Fixes a class of bugs where results differed between the two. #149 (thanks
@igrigorik)
- MCP: dynamic instructions generated at startup from actual index state —
LLMs see collection names, doc counts, and content descriptions. #149
(thanks @igrigorik)
- MCP: tool renames (vsearch → vector_search, query → deep_search) with
rewritten descriptions for better tool selection. #149 (thanks @igrigorik)
- Integration: Claude Code plugin with inline status checks and MCP
integration. #99 (thanks @galligan)
### Fixes
- BM25 score normalization — formula was inverted (`1/(1+|x|)` instead of
`|x|/(1+|x|)`), so strong matches scored *lowest*. Broke `--min-score`
filtering and made the "strong signal" short-circuit dead code. #76 (thanks
@dgilperez)
- Normalize Unicode paths to NFC for macOS compatibility. #82 (thanks
@c-stoeckl)
- Handle dense content (code) that tokenizes beyond expected chunk size.
- Proper cleanup of Metal GPU resources on process exit.
- SQLite-vec readiness verification after extension load.
- Reactivate deactivated documents on re-index instead of creating duplicates.
- Bun UTF-8 path corruption workaround for non-ASCII filenames.
- Disable following symlinks in glob.scan to avoid infinite loops.
## [0.8.0] - 2026-01-28
Fine-tuned query expansion model trained with GRPO replaces the stock Qwen3
0.6B. The training pipeline scores expansions on named entity preservation,
format compliance, and diversity — producing noticeably better lexical
variations and HyDE documents.
### Changes
- LLM: deploy GRPO-trained (Group Relative Policy Optimization) query
expansion model, hosted on HuggingFace and auto-downloaded on first use.

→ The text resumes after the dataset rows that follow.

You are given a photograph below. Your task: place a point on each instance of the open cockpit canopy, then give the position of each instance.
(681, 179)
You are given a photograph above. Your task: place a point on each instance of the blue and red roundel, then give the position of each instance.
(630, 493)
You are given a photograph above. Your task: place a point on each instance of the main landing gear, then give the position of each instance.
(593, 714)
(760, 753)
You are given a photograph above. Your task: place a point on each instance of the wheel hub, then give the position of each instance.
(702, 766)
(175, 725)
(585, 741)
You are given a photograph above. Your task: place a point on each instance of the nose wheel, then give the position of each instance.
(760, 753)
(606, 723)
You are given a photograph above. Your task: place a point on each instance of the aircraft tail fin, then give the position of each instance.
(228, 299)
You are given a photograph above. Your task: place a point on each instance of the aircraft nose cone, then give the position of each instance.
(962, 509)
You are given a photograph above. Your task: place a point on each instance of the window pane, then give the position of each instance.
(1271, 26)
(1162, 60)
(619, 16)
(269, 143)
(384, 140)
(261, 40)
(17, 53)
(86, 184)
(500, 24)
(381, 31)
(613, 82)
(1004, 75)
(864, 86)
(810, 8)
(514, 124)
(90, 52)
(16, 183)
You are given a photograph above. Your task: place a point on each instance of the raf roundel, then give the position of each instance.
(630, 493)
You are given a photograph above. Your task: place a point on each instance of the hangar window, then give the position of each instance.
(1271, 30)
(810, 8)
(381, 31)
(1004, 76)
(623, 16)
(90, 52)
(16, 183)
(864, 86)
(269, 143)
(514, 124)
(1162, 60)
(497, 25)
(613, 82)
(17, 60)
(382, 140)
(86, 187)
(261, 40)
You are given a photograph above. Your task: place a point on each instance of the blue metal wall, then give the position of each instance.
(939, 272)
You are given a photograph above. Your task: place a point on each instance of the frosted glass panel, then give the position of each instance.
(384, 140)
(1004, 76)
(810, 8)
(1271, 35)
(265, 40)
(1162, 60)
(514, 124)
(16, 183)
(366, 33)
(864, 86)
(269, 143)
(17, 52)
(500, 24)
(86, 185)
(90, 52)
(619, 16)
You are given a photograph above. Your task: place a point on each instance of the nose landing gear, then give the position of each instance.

Better preservation of proper nouns and technical terms in expansions.
- LLM: `/only:lex` mode for single-type expansions — useful when you know
which search backend will help.
- LLM: HyDE output moved to first position so vector search can start
embedding while other expansions generate.
- LLM: session lifecycle management via `withLLMSession()` pattern — ensures
cleanup even on failure, similar to database transactions.
- Integration: org-mode title extraction support. #50 (thanks @sh54)
- Integration: SQLite extension loading in Nix devshell. #48 (thanks @sh54)
- Integration: AI agent discovery via skills.sh. #64 (thanks @Algiras)
### Fixes
- Use sequential embedding on CPU-only systems — parallel contexts caused a
race condition where contexts competed for CPU cores, making things slower.
#54 (thanks @freeman-jiang)
- Fix `collectionName` column in vector search SQL (was still using old
`collectionId` from before YAML migration). #61 (thanks @jdvmi00)
- Fix Qwen3 sampling params to prevent repetition loops — stock
temperature/top-p caused occasional infinite repeat patterns.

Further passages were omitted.